Ladies and Gentlemen:
We have acted as New York and Marshall Islands counsel to OceanFreight Inc. and its co-registrant subsidiaries (collectively the “Company”) in connection with the Company’s Registration Statement on Form F-3 (File No. 333-150579), including any exhibits thereto, as amended by Amendment No.1, filed with the U.S. Securities and Exchange Commission (the “Commission”) on May 1, 2008, and as further amended by Post-Effective Amendment No. 2, filed with the Commission on the date hereof (such registration statement as further amended or supplemented from time to time) (the “Registration Statement”), filed with respect to the public offering by the Company (the “Offering”) of up to an aggregate of $200,000,000 of securities, which may include common shares of the Company, par value $0.01 per share (the “Common Shares”) (including the related preferred share purchase rights), preferred shares, units, debt securities, guarantees, warrants and purchase contracts (collectively the “Primary Securities”), including 4,000,000 Common Shares (including the related preferred share purchase rights) that have been issued under this Registration Statement pursuant to a controlled equity offering set forth in a prospectus supplement dated June 19, 2008, and 52,105 Common Shares (including the related preferred share purchase rights) held by the selling shareholder identified in Amendment No. 1 to the Registration Statement (the “Secondary Securities”).
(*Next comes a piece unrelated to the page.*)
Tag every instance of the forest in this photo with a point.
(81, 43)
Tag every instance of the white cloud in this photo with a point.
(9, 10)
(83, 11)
We have examined originals or copies, certified or otherwise identified to our satisfaction, of: (i) the Registration Statement; (ii) the prospectus of the Company (the “Prospectus”) included in the Registration Statement; (iii) the stockholders rights agreement of the Company dated April 30, 2008 (the “Stockholders Rights Agreement”); and (iv) such corporate documents and records of the Company and such other instruments, certificates and documents as we have deemed necessary or appropriate as a basis for the opinions hereinafter expressed. In such examinations, we have assumed the authenticity of all documents submitted to us as originals, the conformity to original documents of all documents submitted to us as copies or drafts of documents to be executed, the genuineness of all signatures and the legal competence or capacity of persons or entities to complete the execution of documents. As to various questions of fact which are material to the opinions hereinafter expressed, we have relied upon statements or certificates of public officials, directors of the Company and others.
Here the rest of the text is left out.